DT: The referee making the three count… ONE… TWO… THREE!!! It’s OVER, and Dalkichev remains sitting on the face of Sanket Desai!
DM: My God, imagine the sensation of having those rife, sweaty RUSSIAN CAJONES stuffed over your mouth and face!
DT: The referee finally pries him off, and Dalkichev stands victorious after a match that was seemingly too easy.
[The CC theme by Clutch plays as Dalkichev paces the ring again, raising his arms to pose for the fans as Erik Black joins him in the ring in celebration. The referee checks on the severely beaten Sanket Desai, who weakly crawls under the ropes and begins vomiting into the ringside area. The CHRONIC COLLIZION!! proceed to make belt gestures across their waists.]
DM: It’s an ugly sight at what’s become of Sanket Desai. One really has to wonder if he made a wise career choice when he came to Empire Pro.

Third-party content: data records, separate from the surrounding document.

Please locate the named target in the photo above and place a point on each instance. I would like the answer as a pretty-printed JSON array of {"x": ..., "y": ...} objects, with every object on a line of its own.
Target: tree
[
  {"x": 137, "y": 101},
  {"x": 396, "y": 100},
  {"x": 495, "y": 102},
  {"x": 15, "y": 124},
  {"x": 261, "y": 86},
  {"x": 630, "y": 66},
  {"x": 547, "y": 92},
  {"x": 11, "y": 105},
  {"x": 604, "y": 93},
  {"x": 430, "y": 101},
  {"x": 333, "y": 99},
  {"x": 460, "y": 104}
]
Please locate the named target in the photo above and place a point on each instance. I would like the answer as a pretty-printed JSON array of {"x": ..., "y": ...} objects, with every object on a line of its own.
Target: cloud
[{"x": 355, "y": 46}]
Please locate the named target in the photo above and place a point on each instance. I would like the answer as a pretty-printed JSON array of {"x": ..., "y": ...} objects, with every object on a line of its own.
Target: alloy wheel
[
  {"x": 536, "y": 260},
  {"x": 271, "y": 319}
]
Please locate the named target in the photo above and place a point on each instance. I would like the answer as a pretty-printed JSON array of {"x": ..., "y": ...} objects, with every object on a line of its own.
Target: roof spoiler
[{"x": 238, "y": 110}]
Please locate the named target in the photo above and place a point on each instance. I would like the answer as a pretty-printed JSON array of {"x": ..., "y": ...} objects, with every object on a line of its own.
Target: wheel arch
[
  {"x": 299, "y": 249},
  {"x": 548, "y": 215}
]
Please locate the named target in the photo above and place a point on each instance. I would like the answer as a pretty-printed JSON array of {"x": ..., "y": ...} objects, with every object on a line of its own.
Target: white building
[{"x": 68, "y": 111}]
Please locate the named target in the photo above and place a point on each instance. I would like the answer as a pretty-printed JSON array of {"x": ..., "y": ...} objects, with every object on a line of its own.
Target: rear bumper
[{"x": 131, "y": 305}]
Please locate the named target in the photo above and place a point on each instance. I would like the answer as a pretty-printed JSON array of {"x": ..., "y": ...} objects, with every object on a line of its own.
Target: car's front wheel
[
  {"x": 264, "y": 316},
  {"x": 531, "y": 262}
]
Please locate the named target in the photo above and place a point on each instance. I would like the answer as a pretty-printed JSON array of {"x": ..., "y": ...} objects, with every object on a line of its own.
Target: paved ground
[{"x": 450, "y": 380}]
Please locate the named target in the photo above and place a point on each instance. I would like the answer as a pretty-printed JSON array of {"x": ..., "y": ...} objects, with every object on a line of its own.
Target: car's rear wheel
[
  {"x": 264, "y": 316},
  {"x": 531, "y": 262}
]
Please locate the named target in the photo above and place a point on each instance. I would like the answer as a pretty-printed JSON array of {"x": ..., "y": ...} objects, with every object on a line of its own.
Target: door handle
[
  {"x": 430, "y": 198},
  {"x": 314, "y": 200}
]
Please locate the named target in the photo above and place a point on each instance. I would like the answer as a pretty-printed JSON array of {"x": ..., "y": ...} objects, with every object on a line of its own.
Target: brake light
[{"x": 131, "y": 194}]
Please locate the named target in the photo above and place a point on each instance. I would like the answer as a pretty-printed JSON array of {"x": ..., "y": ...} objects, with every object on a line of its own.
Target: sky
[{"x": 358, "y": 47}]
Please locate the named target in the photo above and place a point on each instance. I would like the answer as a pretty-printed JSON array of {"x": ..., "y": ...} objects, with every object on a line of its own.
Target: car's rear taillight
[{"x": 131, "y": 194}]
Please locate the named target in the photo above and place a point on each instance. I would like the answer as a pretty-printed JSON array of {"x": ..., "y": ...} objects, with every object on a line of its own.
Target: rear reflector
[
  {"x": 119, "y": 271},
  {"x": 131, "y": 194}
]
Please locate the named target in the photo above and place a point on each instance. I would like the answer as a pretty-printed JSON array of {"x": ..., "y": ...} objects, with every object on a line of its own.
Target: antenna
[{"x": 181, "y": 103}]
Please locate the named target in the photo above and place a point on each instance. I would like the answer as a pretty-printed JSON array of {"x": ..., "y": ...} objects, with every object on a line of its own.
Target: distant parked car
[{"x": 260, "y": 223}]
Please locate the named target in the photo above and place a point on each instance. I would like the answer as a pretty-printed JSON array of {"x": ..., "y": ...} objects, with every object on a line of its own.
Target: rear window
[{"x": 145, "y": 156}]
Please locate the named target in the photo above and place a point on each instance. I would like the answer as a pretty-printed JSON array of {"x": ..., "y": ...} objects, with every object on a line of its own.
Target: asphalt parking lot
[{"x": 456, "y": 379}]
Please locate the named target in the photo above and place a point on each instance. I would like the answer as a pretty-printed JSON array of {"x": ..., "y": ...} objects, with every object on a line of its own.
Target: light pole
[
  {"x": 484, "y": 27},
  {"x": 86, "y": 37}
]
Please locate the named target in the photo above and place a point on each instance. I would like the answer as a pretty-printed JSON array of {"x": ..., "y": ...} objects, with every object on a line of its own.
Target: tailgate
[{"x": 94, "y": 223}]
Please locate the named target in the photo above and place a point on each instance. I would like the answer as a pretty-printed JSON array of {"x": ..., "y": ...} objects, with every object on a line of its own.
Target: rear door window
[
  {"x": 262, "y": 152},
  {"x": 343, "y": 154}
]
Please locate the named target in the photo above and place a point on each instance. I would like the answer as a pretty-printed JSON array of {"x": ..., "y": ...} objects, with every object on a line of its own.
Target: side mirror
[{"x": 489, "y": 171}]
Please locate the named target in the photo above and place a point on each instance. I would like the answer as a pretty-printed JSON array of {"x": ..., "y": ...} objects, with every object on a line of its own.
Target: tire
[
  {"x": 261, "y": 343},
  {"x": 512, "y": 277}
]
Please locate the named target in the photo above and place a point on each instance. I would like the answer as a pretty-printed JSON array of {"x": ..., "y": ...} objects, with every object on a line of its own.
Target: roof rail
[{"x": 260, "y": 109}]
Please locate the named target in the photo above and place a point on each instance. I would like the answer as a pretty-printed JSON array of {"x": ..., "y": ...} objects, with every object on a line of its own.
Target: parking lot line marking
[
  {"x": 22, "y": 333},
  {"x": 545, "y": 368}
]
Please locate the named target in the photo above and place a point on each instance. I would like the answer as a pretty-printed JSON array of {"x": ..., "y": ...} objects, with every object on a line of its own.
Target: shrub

DT: He certainly looked to be out of his league as Ivan Dalkichev just dismantled him in the middle of the ring. The Chronic Collizion continue to build momentum going into Black Dawn, and you just have to wonder what’s going through the minds of C.P. Nero and C.E. Augustus as they watch this.
MN: If you’re thinking “fear”, Dave, then you’re wrong. Communists fear nothing. Not even democracy.
DT: We’ve got more action on the way, fans, so stay tuned!
[Fade to commercial as Dalkichev and Black make their way up the ramp.]